Weaponization

  • Sean Parker’s $9 million civic start-up Brigade is starting to come out of stealth mode, giving select users early access to its mobile app, reports Greg Ferenstein for The Guardian. If you happened to be a user of the Accord app over the last few months, you were actually playing with the stealth version of this first version of Brigade.

  • Politico’s Nancy Scola, the Washington Post’s Ana Swanson, and Mashable’s JP Mangalindan also report on Brigade’s launch.

  • All three stories describe how the Brigade app works to get users to share lots of granular information about their political views, inviting them to collect supporters for their views, and nudging them to debate micro-issues. They also note how the app builds on top of existing social graph data that Brigade has from its acquisition of Facebook Causes and Votizen—which apparently enables it to infer political associations between users even before they share their opinions on issues (one friend of mine got my message asking them to be a “supporter” that noted we have similar views on climate change, elections and government, even before he had shared a single view of his own on the app).

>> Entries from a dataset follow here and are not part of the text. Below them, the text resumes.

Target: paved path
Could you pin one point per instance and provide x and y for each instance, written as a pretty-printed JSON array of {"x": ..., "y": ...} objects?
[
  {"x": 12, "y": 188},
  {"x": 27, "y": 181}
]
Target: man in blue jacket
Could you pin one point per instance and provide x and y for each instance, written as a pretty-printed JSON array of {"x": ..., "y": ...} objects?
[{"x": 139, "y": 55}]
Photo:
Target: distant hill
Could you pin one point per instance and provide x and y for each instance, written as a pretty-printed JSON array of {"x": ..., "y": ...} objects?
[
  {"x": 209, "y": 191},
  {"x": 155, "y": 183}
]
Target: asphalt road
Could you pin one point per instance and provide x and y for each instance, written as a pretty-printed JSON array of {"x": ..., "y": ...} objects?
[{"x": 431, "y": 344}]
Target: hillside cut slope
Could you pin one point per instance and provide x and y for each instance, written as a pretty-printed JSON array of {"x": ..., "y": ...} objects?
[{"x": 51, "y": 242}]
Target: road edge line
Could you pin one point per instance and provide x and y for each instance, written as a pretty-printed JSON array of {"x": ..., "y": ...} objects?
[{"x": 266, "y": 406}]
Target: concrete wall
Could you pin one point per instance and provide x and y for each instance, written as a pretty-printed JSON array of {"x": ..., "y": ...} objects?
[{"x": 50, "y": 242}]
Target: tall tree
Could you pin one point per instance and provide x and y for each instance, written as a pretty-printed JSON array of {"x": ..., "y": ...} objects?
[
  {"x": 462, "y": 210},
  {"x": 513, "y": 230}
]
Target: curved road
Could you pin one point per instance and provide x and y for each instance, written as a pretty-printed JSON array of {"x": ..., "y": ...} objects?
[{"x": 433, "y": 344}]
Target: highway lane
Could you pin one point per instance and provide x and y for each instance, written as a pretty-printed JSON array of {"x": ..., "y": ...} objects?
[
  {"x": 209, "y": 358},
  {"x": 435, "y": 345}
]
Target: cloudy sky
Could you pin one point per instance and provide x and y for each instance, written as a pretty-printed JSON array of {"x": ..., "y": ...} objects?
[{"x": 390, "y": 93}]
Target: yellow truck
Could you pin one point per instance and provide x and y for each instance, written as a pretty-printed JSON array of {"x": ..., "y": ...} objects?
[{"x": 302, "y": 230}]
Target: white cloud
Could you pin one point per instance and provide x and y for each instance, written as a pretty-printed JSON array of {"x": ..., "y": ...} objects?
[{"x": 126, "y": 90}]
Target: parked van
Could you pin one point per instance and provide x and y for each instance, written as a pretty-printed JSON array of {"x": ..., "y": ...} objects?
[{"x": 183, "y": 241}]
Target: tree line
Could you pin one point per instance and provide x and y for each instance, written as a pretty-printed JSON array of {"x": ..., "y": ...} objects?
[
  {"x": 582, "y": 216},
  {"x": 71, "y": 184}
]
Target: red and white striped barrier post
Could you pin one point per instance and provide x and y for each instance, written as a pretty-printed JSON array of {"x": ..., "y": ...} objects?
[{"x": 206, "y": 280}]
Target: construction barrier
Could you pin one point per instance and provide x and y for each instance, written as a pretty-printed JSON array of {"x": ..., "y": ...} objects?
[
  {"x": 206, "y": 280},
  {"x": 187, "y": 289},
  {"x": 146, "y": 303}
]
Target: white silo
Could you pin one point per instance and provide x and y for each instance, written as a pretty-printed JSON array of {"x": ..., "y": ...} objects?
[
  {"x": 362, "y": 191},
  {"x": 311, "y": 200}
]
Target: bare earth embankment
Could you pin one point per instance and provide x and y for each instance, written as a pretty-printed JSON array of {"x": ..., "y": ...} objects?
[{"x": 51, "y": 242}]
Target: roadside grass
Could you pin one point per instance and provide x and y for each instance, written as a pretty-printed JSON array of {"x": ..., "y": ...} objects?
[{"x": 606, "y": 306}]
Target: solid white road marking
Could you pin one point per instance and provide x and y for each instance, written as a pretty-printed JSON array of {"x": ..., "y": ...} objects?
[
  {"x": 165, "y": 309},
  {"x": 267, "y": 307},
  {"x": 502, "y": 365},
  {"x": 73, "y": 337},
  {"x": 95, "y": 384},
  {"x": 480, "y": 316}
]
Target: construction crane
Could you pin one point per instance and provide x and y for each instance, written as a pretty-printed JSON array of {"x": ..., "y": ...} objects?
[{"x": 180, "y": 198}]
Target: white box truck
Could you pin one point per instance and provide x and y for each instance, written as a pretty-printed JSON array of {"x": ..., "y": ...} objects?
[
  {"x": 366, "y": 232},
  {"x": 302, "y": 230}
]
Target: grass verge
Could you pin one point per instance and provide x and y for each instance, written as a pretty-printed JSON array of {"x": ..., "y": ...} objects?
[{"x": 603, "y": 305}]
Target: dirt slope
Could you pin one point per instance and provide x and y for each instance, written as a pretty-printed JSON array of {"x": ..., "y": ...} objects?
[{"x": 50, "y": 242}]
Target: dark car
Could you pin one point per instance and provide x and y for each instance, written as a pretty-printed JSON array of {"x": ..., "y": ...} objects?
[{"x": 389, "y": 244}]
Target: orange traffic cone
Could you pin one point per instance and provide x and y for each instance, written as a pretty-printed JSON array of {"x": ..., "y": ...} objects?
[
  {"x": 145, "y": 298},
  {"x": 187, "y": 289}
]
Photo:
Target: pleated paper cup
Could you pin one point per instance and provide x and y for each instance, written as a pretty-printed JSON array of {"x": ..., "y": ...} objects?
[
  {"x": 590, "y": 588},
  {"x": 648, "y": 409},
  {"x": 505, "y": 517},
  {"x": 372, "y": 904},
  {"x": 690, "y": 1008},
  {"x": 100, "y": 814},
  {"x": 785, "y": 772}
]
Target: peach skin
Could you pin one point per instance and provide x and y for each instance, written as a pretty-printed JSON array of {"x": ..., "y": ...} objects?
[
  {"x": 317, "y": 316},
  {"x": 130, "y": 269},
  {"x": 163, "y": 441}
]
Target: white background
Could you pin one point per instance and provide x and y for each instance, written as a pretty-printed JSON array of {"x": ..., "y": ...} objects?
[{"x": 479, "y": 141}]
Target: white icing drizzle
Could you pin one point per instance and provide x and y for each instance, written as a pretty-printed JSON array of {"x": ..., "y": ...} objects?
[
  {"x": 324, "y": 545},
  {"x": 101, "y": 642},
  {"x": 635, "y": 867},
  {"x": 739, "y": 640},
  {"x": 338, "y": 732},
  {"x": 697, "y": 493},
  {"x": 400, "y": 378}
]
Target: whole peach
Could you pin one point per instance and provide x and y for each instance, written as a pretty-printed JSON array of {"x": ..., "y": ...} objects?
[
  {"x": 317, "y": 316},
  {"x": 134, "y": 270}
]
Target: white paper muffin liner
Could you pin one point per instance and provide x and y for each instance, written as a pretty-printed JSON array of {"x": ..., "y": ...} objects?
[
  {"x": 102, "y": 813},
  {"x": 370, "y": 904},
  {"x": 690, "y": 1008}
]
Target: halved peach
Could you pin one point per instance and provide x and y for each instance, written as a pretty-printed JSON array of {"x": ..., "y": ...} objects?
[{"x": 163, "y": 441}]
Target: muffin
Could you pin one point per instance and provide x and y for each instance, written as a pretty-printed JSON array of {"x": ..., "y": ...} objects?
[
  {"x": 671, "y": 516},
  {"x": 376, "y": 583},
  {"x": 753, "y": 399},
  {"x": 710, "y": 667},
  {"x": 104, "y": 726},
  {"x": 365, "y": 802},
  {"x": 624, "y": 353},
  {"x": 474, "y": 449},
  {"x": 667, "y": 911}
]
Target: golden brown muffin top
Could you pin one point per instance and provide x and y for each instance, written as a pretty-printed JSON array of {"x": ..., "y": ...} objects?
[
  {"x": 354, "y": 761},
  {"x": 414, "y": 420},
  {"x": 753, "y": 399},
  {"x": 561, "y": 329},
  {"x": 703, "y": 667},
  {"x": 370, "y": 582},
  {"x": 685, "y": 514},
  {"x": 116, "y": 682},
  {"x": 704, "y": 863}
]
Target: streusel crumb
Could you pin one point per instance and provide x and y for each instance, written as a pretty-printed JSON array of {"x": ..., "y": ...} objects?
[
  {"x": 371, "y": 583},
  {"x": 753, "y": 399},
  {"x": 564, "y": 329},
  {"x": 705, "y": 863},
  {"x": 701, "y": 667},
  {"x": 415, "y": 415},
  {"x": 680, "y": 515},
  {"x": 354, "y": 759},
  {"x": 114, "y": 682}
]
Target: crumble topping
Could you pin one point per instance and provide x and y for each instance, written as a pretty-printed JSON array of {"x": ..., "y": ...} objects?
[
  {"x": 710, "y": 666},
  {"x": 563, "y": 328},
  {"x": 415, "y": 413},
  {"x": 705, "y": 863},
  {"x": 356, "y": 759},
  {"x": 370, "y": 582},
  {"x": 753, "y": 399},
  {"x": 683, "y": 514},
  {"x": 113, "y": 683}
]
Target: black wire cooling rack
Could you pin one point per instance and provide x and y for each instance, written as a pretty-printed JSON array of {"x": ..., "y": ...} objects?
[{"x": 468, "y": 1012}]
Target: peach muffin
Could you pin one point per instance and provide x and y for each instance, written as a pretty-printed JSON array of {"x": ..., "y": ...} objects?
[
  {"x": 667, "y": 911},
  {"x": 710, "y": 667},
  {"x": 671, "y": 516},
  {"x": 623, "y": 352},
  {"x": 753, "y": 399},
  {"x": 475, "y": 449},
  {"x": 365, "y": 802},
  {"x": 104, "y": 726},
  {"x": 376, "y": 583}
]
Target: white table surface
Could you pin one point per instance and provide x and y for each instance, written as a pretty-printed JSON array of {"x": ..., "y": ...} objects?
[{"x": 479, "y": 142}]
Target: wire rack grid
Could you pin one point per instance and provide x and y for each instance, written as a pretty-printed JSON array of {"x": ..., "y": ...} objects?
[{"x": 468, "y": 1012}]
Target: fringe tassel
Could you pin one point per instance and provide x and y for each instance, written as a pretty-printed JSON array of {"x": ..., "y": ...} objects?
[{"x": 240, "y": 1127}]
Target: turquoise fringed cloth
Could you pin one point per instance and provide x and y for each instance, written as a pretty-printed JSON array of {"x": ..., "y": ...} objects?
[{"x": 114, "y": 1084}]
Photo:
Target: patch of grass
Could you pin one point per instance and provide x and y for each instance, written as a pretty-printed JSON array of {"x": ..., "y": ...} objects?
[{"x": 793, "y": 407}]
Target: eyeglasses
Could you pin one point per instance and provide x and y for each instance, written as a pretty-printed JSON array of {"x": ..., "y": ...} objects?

Not explained: How the platform will make money—but one can imagine a number of options, including selling names of likely supporters to campaigns and cause organizations.

  • Journalists from the New York Times and BuzzFeed had a suspiciously easy time listening in on a call for donors to Jeb Bush’s Super PAC, where they overheard its director Mike Murphy says that he wanted to “weaponize” its fundraising numbers and that “Any extra buck you can give before June 30 is a weapon for us, in that report when we give some heart attacks to people in July. It’ll effect some of their decisions, it’ll bum out their donors, and it’ll hurt their money, which cuts off their oxygen, and frankly we want to choke ‘em all out.”

  • Sasha Issenberg takes a close look at the data analytics experts at the top of three leading Republican presidential campaigns, those of Scott Walker, Marco Rubio, and Jeb Bush, to glean some insight into how each candidate hopes to master the possibilities of today’s data-driven campaigning in order to win their party’s nomination.

  • Former Hillary Clinton pollster Mark Penn is leaving Microsoft to form a private equity fund, CEO Satya Nadella tells the company employees in this memo.

  • The FCC is fining AT&T $100 million for slowing the mobile data speeds of customers with unlimited data plans and not notifying them of the practice, Todd Shields reports for Bloomberg Business.

  • Nicole Levy of Capital New York breaks the news that Upworthy, once the fastest growing social site on the web, down to 20 million from 50 million unique visitors per month, is shifting its focus to producing original content, laying off six people in the process and hiring five new writers.

  • John Herman of The Awl takes note of Upworthy’s news and explains what’s really going on: Facebook has changed its algorithm to favor Facebook-native video, undercutting Upworthy’s success in making YouTube video go viral.

  • The California Labor Commission has ruled that an Uber drivers should be classified as an employee, not as an independent contractor, Mike Isaac and Natasha Singer report for the New York Times. While the decision only applies to one worker, it could trigger a much larger wave of similar claims and rulings, they note, forcing the company to pay their business expenses.

  • The Capital Area Food Bank is using mapping and open data to visualize gaps in the region that aren’t being served well, reports by Terrence McCoy for the Washington Post.

  • Ukrainian activists are growing frustrated with Facebook’s failure to stop pro-Russian trolls from triggering the suspension of their accounts by making spurious complaints that the company’s algorithm takes at face value, Dmitry Volchek reports for Global Voices Online.